In a single line: “The key, the whole key, nothing but the key (so help me Codd)”.

Clues you’re doing it wrong

  • Repeating data (redundancies): the same information has to be saved in multiple places
  • Inconsistent data between tables (anomalies): the same information has different values in different tables
  • Data separated by commas
  • Structured data in “note” columns
  • Columns with a numeric suffix (e.g. Zone1, Zone2, Zone3…)

databasedesign

What will put you to hell

  1. No primary key: did you notice that the normal forms talk about “relations” rather than “tables”? The relational model is a mathematical model, which, at some point has to be translated to a physical implementation. Tables are exactly this: the physical implementation of relations.
    If your table has no primary key and relations must have a primary key, chances are that your table is the physical implementation of something else (a bin, a pile, a bag… whatever: not a relation anyway).
    When tables have no primary key, any data can be stored inside them, even duplicate rows. Once duplicate data is inside the table, there is no way to tell which row is good and which one is the duplicate.
  1. Surrogate keys only: this is in fact a variation on the “no primary key” sin: if your table has a surrogate key (such as an identity or uniqueidentifier column), make sure that it is not the only unique key in the table, otherwise you will end up storing duplicates, with only the surrogate key as a difference. This is no different from having no primary key at all.
    If you decide that your table is best implemented with a surrogate key (often because the natural key is composite or too wide), make sure that you create a UNIQUE constraint on the natural key.
  1. Non-atomic attributes: if your table has columns that contain multiple values, the likelihood of a design mistake goes to the roof. For instance, when you find data such as “sales@company.com,marketing@company.com” in a “email” column, chances are that the designer of the database forgot to take into account that the entity (for instance a customer) might have multiple email addresses.
    While many efficient split algorithms are available, storing the data in this format has many downsides:

    • Indexing individual items is impossible
    • Searching for individual items is hard
    • Updating an item requires writing the whole comma separated value
    • Locking a single item is impossible (reduced concurrency)
    • CHECK constraints are hard to implement

    Whenever you find non-atomic attributes, be prepared to refactor the database schema, because something is really wrong and there is no way to fix it without moving the attribute to a different table.

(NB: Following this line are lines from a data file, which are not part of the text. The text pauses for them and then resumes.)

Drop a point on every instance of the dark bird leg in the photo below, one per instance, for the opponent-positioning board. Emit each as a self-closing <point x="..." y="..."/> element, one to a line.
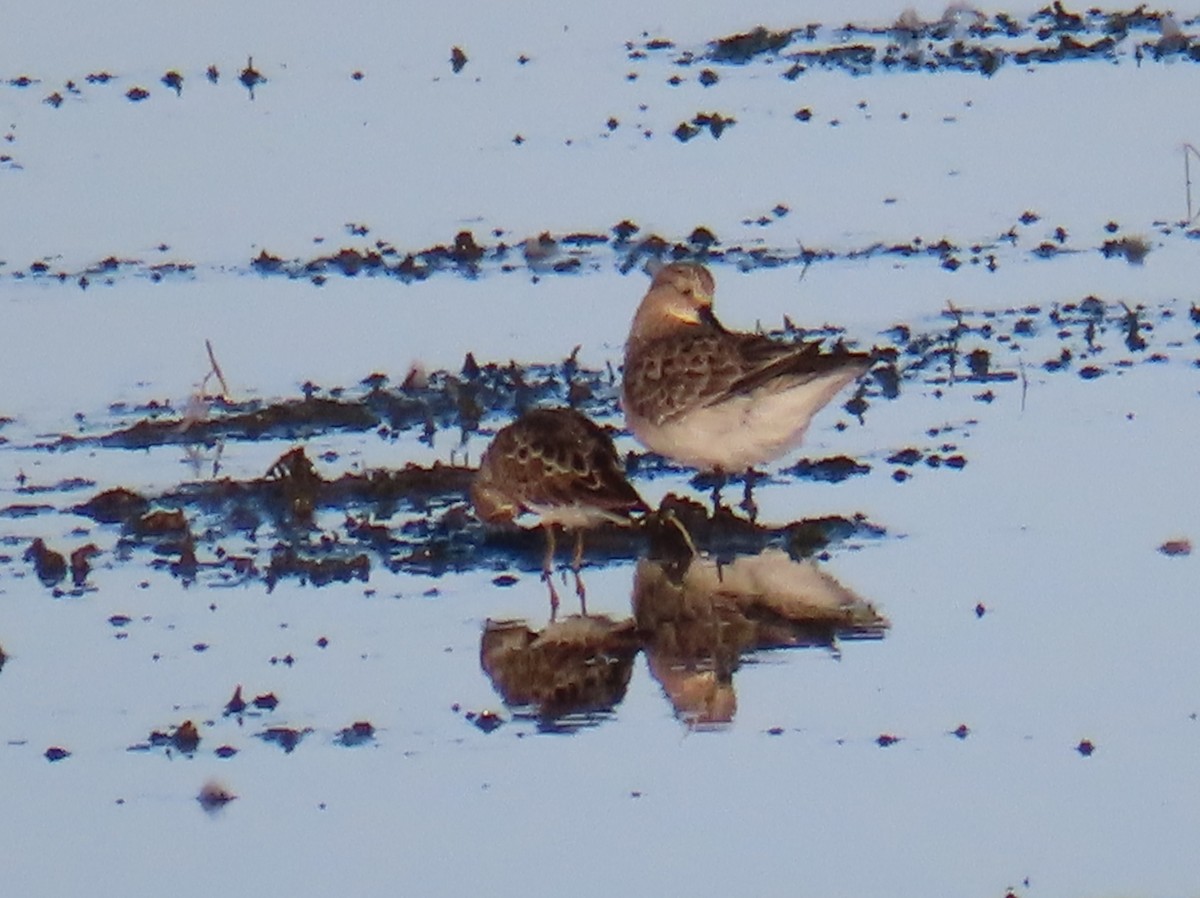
<point x="547" y="570"/>
<point x="719" y="479"/>
<point x="748" y="504"/>
<point x="576" y="564"/>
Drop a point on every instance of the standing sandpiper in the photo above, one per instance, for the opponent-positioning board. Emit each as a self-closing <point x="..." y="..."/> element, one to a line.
<point x="558" y="466"/>
<point x="718" y="400"/>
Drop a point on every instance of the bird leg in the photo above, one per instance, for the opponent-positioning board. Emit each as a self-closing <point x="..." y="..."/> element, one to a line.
<point x="576" y="564"/>
<point x="547" y="570"/>
<point x="719" y="479"/>
<point x="748" y="504"/>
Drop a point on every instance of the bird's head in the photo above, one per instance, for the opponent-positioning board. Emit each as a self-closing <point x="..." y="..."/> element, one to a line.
<point x="681" y="295"/>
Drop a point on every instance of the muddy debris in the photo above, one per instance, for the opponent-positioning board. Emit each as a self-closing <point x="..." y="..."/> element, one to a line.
<point x="286" y="737"/>
<point x="81" y="563"/>
<point x="741" y="48"/>
<point x="49" y="566"/>
<point x="184" y="738"/>
<point x="1176" y="548"/>
<point x="485" y="720"/>
<point x="214" y="796"/>
<point x="251" y="77"/>
<point x="831" y="471"/>
<point x="360" y="732"/>
<point x="237" y="704"/>
<point x="574" y="666"/>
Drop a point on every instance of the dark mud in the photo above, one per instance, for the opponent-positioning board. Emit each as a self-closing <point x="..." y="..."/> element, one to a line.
<point x="304" y="520"/>
<point x="623" y="246"/>
<point x="695" y="618"/>
<point x="963" y="40"/>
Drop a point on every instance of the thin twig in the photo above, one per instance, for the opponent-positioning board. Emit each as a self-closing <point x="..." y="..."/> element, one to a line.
<point x="216" y="370"/>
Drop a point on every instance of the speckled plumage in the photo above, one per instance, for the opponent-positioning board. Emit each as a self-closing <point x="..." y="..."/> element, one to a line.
<point x="555" y="464"/>
<point x="558" y="466"/>
<point x="714" y="399"/>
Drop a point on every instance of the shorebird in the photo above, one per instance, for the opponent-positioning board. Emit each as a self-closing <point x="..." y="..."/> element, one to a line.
<point x="559" y="467"/>
<point x="714" y="399"/>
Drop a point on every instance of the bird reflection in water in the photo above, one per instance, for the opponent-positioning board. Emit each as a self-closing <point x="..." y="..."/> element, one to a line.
<point x="695" y="618"/>
<point x="700" y="618"/>
<point x="571" y="672"/>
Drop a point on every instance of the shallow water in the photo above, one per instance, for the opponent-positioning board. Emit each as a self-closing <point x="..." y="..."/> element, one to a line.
<point x="1032" y="614"/>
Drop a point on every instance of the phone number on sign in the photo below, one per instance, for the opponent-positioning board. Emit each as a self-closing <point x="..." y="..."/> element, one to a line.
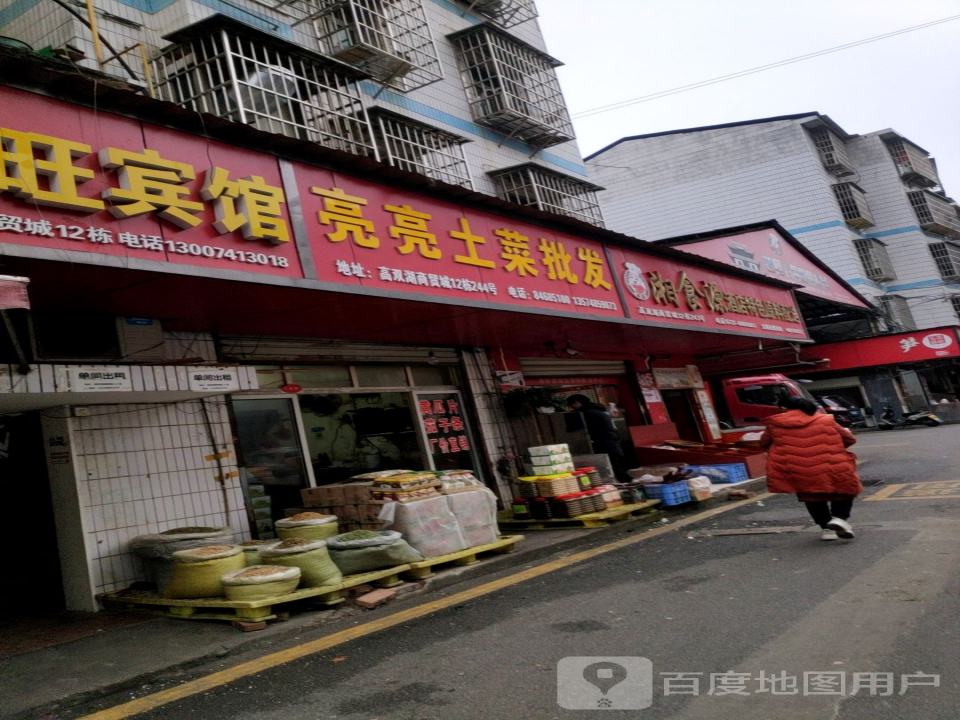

  1. Use of NULL when not necessary: NULL is a constraint on the data: if an attribute is mandatory, make it mandatory! Allowing NULLs on mandatory data will open the door to data that does not meet the business rules. What are you doing with rows that are missing mandatory attributes?
    If your table has too many NULLs in it, you probably have designed it wrong and you are trying to fit too many attributes in a single table (an implicit dependency?): move them to a separate table.
  1. Use of dummy data: The other side of the coin is “no NULLs allowed anywhere”. Not all attributes are mandatory: if you pretend it is so, the users will start putting dummy data into your columns to work around the restriction. Typical examples are “.” or empty strings for character-based columns and “0” for numeric-based columns. Once those dummy values are in, can you tell the difference between “dummy” zeros and “real” zeros? Of course you can’t.
  1. Designing the database when specs are incomplete/unclear: This is the worst of all mistakes. Changing the database schema once it is in production is a bloodbath: everything built on top of that schema will have to change. Many of the design mistakes described above are the consequence of incomplete specifics or lack of analysis.
    It is discouraging to note how some popular design patterns do not take into account the intrinsic complexity of refactoring a database schema and demand the implementation of the schema to automated tools, based on the object classes that represent the domain. Yes, I’m talking about you, Code First. In my book, “code first” is a synonym of “design someday”. Don’t let any automated tool design your database schema: you know better than that!
  1. Premature denormalization: some devil’s advocates will tell you that normalization slows down the database and that you should be denormalizing your schema from the start. Don’t believe what they say! Most normalized schemas can cope with sustained reads and SQL Server offers many features (such as indexed views) to deal with high numbers of joins, which is usually the point for denormalization. Of course, if you’re working on a BI project, denormalization is expected and desirable instead.
    An old saying goes: “Normalize ‘til it hurts, then denormalize ‘til it works”, but there’s nothing preventing the database from working on a normalized schema. If reads on the database are slow, it is quite unlikely that the cause is over-normalization: it is much more presumable that your queries and/or your indexes suck are sub-optimal.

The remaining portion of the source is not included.